I setup the Connection Pool this way:
begin
full_db = YAML::load(ERB.new(File.read(Rails.root.join("config","full_datasets_database.yml"))).result)
resolver = ActiveRecord::ConnectionAdapters::ConnectionSpecification::Resolver.new(full_db)
spec = resolver.spec(Rails.env.to_sym)
pool = ActiveRecord::ConnectionAdapters::ConnectionPool.new(spec)
Then I am running through the queries array and getting the results to the query
returned_responses = []
queries_array.each do |query|
threads << Thread.new do
pool.with_connection do |conn|
returned_responses << conn.execute(query).to_a
end
end
end
threads.map(&:join)
returned_responses
Finally I close the connections inside the connection pool:
ensure
pool.disconnect!
end
CodePudding user response:
Follow the official way of handling multiple databases in Rails:
https://guides.rubyonrails.org/active_record_multiple_databases.html
I can't give you an accurate answer as I do not have your source code to fully understand the whole context. If the setup that I sent above is not applicable to your use case, you might have missed some background clean up tasks.
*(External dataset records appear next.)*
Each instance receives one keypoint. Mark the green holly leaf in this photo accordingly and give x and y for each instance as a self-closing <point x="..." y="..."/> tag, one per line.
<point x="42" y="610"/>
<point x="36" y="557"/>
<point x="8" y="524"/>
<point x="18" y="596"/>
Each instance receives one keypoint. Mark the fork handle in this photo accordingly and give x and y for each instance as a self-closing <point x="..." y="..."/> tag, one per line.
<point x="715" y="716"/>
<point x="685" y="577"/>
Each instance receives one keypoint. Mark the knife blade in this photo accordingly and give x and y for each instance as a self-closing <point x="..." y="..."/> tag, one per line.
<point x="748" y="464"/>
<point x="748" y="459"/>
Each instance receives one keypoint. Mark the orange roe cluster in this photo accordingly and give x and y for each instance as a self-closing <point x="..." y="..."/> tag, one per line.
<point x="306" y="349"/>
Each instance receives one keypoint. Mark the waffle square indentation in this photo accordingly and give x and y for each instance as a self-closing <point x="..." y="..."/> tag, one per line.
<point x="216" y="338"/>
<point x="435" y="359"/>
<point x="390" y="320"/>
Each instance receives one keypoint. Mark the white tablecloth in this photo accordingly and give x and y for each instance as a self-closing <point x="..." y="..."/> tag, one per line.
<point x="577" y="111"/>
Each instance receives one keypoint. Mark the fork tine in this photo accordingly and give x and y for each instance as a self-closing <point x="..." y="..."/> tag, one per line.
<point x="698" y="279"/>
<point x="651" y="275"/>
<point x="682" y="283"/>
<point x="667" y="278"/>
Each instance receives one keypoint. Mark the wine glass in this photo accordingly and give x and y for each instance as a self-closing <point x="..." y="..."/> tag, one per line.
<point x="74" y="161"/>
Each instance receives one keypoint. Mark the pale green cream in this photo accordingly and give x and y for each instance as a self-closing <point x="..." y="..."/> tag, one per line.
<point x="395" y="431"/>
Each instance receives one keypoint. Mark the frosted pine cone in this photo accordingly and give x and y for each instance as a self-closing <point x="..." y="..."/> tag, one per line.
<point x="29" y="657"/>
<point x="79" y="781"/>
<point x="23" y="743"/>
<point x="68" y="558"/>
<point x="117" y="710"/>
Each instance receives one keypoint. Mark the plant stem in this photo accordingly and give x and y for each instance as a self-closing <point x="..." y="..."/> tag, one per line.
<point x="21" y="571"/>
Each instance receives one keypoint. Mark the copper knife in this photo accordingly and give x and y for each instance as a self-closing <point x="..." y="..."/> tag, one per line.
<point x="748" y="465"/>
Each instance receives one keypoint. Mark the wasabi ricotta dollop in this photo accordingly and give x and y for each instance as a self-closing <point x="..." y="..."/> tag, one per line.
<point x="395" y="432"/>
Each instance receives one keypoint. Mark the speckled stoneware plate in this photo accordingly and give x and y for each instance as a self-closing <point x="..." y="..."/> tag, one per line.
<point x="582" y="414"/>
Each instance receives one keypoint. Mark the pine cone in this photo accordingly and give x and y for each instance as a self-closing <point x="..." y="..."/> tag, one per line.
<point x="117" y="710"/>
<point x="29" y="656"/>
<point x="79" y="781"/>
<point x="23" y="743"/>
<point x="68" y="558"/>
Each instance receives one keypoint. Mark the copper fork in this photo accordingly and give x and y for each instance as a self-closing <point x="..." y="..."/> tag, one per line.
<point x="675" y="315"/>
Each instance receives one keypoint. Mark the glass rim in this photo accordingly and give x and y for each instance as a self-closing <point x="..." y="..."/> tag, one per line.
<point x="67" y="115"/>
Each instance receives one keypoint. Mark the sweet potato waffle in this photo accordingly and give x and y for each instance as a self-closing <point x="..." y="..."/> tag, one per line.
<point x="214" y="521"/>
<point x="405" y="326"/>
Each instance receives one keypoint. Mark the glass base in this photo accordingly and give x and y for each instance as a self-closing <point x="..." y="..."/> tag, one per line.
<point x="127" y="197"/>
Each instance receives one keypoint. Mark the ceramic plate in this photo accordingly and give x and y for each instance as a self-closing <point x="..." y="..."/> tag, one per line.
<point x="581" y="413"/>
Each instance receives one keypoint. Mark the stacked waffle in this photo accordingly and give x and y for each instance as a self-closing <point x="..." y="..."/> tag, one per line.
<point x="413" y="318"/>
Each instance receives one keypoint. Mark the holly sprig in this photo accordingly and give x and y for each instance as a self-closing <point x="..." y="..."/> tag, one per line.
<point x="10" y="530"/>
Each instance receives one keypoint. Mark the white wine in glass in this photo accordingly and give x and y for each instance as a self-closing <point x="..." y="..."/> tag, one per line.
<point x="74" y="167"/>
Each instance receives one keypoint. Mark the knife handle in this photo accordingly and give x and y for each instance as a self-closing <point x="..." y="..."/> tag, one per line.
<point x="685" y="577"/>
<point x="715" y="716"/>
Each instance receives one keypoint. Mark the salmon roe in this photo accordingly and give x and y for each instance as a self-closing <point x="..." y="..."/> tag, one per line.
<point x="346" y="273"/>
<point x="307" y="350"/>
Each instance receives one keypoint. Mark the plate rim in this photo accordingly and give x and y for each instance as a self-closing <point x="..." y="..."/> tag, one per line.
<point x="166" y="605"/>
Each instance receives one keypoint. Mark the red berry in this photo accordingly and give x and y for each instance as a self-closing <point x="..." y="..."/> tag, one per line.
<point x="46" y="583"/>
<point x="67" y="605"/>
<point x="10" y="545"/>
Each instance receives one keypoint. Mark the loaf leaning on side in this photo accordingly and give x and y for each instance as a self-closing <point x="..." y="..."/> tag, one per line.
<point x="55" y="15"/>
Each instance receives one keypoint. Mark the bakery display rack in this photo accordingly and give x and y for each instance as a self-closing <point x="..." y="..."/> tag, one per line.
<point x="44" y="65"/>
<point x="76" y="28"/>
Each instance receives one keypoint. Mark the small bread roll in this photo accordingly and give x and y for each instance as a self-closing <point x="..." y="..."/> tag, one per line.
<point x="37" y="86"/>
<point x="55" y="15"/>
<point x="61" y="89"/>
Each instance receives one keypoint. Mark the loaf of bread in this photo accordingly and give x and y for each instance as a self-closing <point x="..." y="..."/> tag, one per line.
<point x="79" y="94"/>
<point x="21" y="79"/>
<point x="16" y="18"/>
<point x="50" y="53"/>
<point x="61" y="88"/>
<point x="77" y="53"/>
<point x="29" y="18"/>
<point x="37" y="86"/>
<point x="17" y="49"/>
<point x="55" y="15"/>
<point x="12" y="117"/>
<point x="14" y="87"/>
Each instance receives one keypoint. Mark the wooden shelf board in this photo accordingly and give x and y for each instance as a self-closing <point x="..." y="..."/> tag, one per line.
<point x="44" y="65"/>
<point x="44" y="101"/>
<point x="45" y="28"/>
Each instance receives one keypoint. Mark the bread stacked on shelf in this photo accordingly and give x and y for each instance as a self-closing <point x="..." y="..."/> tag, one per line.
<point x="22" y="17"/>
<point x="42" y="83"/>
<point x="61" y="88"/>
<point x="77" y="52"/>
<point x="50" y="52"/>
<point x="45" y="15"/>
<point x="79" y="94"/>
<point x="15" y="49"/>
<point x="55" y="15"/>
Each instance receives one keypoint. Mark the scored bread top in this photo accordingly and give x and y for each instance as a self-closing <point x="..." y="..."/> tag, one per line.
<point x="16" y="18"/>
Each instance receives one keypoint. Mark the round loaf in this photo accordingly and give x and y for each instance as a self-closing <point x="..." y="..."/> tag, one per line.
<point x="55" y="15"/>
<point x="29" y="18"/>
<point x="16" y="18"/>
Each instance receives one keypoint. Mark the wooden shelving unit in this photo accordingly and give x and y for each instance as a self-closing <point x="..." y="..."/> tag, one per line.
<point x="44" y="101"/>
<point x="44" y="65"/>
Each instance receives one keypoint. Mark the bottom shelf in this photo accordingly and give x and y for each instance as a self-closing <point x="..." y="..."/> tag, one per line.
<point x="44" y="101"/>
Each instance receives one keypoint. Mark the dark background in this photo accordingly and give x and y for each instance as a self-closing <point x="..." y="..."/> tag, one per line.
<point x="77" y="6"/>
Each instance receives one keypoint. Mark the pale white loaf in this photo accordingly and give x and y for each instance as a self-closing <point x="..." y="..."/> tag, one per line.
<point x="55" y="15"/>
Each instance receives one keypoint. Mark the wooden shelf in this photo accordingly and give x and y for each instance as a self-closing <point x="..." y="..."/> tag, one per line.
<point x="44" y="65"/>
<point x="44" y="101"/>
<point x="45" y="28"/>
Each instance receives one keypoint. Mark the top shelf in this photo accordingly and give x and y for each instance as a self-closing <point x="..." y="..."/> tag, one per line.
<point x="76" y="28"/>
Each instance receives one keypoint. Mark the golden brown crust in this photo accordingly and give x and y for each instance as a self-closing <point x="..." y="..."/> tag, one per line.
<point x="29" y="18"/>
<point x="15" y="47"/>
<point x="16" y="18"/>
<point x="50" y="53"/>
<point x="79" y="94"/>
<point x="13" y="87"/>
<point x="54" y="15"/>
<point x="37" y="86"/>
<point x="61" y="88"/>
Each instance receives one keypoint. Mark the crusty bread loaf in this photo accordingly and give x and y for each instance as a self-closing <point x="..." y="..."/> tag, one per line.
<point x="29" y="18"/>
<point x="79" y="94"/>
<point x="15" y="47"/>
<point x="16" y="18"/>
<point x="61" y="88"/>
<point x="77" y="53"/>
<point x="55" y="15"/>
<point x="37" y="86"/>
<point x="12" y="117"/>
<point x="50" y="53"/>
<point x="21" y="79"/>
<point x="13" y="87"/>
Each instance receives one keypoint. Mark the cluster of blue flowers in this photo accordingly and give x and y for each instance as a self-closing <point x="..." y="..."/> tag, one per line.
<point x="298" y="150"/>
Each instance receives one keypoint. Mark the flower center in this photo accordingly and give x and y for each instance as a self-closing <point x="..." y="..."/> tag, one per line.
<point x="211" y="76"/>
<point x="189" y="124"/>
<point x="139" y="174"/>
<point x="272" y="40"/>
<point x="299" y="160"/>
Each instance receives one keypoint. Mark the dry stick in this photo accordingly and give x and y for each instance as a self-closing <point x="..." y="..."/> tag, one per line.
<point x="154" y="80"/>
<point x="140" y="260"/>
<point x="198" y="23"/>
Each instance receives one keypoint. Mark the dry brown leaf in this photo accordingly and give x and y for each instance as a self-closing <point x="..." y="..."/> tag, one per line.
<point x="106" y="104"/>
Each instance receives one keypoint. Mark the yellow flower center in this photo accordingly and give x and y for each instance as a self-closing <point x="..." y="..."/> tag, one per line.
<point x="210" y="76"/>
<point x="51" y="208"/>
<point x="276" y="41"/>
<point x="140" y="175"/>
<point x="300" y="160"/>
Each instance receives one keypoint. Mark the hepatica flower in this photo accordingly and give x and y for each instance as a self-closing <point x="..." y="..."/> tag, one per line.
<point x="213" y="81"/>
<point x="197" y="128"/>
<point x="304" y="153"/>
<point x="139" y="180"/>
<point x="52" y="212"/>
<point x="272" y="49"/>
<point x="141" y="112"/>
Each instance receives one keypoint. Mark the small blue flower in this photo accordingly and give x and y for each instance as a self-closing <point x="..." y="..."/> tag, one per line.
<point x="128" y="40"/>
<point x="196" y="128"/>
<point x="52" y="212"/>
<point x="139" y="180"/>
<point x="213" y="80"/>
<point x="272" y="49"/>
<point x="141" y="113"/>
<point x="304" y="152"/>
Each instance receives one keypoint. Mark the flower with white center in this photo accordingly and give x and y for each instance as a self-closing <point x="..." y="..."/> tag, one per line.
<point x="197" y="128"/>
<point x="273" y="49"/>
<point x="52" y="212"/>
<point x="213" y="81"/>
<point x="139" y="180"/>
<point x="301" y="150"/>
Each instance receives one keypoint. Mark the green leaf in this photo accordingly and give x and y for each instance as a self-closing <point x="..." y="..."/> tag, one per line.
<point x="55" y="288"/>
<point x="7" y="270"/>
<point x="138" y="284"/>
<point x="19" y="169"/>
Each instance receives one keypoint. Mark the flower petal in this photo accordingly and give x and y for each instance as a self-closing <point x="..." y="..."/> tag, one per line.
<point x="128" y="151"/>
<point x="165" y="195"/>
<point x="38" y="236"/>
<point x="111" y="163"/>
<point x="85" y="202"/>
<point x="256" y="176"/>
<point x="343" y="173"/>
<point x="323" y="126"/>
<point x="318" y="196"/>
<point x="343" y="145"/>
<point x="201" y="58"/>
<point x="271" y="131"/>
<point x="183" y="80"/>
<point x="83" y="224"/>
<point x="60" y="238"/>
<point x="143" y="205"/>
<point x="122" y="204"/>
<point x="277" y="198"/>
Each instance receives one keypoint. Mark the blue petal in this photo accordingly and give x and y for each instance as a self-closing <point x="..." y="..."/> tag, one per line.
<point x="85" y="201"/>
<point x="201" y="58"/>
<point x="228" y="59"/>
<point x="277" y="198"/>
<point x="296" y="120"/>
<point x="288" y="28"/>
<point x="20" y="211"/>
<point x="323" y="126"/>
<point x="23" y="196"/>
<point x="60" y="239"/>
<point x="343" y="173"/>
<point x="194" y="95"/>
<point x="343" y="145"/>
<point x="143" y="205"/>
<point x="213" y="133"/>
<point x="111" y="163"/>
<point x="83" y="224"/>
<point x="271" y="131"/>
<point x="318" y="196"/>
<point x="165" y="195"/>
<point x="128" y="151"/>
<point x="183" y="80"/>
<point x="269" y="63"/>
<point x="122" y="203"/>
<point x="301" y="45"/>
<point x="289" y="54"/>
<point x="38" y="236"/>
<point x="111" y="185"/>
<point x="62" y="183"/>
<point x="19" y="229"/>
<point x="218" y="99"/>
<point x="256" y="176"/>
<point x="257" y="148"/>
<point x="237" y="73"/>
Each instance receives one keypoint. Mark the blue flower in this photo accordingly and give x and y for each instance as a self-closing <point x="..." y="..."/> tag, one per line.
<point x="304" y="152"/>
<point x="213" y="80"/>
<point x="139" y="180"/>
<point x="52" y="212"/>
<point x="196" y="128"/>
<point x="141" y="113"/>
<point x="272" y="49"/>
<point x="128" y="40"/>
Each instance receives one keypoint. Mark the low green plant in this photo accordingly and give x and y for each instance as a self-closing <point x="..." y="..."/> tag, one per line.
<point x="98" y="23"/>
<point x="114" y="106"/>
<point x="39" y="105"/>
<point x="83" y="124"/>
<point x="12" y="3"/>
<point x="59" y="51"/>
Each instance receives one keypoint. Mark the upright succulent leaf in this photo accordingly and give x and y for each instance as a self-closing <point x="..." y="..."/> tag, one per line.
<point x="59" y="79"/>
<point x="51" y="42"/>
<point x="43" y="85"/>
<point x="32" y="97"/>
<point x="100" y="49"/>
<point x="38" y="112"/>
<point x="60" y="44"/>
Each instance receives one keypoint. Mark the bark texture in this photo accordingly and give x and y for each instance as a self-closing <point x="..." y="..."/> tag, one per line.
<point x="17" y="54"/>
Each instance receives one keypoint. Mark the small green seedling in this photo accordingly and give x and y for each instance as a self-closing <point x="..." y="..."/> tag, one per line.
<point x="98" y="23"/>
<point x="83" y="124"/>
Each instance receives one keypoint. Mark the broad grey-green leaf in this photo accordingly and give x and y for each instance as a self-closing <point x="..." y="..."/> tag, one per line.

You can refer to this doc:
https://api.rubyonrails.org/classes/ActiveRecord/ConnectionAdapters/ConnectionPool.html
CodePudding user response:
Since you want to make SQL queries directly without taking advantage of ActiveRecord as the ORM, but you do want to take advantage of ActiveRecord connection pooling, I suggest you create a new abstract class like ApplicationRecord
:
# app/models/full_datasets.rb
class FullDatasets < ActiveRecord::Base
self.abstract_class = true
connects_to database: {
writing: :full_datasets_database,
reading: :full_datasets_database
}
end
You'll need to configure the database full_datasets_database
in database.yml
so that connects_to
is able to connect to it.
Then you'll be able to connect directly to that database and make direct SQL queries against it by referencing that class instead of ActiveRecord::Base
:
FullDatasets.connection.execute(query)
The connection pooling will happen transparently with different pools:
FullDatasets.connection_pool.object_id
=> 22620
ActiveRecord::Base.connection_pool.object_id
=> 9000
You may have to do additional configuration, like dumping the schema to db/full_datasets_schema.rb
, but any additional troubleshooting or configuration you'll have to do will be in described in https://guides.rubyonrails.org/active_record_multiple_databases.html.
The short version of this explanation is that you should attempt to take advantage of ActiveRecord as much as possible so that your implementation is clean and straightforward while still allowing you to drop directly to raw SQL.